Should You Train to Muscle Failure?

muscle failure

Muscle failure is defined as “the point during a resistance exercise set when the muscles can no longer produce sufficient force to control a given load.” It’s when you try to do one more repetition and you fail to complete it with proper form. Many people believe that you should train every set to failure to maximize strength and hypertrophy (muscle growth). This could POSSIBLY be countered by products such as bcaa optimum nutrition that allow you to recover faster in pre, during and post workout. But what does the research say?


The Study:

There haven’t been many studies on this topic. Some that have been done have found a short-term benefit to training to failure for increasing strength. One of the better designed studies, had participants either train to failure or nonfailure (they performed half the reps of the failure group but twice the number of sets) while keeping volume and intensity constant. Similar strength gains were found for the bench press (a 23% increase for both), parallel squat (22% for failure; 23% for nonfailure), power output of the arm (27% for failure; 28% for nonfailure), muscle power for leg extensor muscles (26% for failure; 29% for nonfailure) and maximum number of repetitions on the parallel squat (66% for failure; 69% for nonfailure). The failure group outperformed the nonfailure group on the maximum number of bench press reps though. On the flip side, the nonfailure group had higher levels of resting testosterone and lower levels of cortisol (a stress hormone). The higher levels of cortisol in the failure group could be indicative of overtraining.

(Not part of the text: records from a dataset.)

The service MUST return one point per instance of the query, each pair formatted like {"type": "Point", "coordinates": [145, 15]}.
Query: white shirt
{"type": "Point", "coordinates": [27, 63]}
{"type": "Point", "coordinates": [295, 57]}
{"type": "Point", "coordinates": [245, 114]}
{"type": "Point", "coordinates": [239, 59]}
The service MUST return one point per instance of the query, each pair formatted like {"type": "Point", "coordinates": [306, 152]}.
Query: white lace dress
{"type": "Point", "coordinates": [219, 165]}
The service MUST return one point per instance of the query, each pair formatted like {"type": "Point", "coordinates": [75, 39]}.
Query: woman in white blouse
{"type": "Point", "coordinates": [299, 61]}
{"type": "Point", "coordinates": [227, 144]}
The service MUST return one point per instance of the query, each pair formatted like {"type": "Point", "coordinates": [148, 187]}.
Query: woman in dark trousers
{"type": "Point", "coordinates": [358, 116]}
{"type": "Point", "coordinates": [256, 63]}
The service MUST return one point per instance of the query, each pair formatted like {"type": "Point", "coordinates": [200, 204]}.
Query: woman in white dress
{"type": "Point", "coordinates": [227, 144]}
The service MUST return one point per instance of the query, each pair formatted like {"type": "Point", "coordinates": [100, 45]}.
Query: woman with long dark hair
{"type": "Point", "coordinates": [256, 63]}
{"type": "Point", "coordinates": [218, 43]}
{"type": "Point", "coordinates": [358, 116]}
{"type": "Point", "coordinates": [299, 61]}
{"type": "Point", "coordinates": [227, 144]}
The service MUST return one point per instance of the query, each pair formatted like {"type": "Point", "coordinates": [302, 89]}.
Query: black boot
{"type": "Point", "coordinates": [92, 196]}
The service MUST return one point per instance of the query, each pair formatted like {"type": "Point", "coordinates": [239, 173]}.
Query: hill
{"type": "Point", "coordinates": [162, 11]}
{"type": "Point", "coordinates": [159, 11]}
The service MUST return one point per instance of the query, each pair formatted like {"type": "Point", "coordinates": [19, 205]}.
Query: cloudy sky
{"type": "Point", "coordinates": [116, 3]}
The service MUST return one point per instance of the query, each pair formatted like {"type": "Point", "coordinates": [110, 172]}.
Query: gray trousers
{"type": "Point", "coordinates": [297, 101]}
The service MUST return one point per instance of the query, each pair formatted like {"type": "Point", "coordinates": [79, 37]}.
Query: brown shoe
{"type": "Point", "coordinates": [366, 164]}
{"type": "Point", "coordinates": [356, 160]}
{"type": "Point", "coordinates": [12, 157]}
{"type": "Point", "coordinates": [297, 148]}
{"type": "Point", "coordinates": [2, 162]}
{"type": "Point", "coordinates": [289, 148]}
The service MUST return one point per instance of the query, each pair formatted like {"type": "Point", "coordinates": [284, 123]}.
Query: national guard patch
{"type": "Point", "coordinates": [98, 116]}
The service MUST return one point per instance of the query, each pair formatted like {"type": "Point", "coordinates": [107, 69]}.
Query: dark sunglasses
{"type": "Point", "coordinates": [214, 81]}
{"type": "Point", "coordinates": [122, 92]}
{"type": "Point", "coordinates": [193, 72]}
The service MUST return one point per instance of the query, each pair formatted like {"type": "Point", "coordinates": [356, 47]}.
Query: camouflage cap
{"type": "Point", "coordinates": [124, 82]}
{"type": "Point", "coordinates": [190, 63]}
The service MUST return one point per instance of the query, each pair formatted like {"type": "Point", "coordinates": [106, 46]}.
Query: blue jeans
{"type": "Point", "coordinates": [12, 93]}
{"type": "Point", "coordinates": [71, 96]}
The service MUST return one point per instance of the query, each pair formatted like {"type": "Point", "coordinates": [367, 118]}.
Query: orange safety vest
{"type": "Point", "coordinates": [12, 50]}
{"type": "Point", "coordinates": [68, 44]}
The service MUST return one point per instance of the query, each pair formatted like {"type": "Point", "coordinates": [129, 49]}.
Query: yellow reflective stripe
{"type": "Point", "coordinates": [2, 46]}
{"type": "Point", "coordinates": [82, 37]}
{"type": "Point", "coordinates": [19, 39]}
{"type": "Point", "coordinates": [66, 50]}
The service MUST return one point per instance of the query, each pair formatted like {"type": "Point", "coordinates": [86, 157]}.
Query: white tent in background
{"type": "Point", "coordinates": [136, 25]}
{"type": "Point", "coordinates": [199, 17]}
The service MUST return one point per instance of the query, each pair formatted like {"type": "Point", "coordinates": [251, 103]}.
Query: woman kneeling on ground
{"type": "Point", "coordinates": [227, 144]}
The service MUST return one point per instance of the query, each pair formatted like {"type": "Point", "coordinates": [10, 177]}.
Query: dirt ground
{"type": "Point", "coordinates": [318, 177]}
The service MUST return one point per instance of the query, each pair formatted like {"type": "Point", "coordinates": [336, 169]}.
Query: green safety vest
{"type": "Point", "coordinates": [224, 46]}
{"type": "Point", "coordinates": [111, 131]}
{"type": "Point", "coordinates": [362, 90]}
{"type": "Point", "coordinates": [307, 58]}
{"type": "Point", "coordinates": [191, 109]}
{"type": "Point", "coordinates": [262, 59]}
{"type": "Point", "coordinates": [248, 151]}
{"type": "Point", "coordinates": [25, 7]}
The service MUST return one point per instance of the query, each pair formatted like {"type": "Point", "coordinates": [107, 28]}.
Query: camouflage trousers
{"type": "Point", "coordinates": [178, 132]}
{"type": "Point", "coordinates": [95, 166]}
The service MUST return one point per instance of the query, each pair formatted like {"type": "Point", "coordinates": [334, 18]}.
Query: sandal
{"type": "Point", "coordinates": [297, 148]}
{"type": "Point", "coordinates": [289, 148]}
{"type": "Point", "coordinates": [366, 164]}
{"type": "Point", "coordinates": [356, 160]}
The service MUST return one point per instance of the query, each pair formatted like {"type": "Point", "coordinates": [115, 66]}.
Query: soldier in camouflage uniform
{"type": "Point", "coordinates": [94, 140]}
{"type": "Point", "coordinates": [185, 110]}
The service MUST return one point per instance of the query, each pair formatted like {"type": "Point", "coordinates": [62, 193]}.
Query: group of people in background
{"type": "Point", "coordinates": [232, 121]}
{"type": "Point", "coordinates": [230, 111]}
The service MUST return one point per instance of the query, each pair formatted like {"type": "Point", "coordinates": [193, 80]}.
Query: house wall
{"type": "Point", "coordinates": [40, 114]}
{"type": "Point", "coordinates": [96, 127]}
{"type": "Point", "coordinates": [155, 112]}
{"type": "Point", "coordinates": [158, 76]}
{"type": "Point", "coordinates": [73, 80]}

Given the risk of overtraining and the small to nil benefits to training to failure, it’s best to stop a rep before failure. A review on the topic concluded that “training to failure might provide the extra stimulus needed for advanced lifters to break through plateaus when incorporated periodically…however, training to failure should not be practiced repeatedly over long periods due to the potential for decreases in growth-promoting hormones and increases in overuse injuries.”



Izquierdo, Mikel, et al. “Differential effects of strength training leading to failure versus not to failure on hormonal responses, strength, and muscle power gains.” Journal of Applied Physiology 100.5 (2006): 1647-1656.

Willardson, Jeffrey M. “The application of training to failure in periodized multiple-set resistance exercise programs.” The Journal of Strength & Conditioning Research 21.2 (2007): 628-631.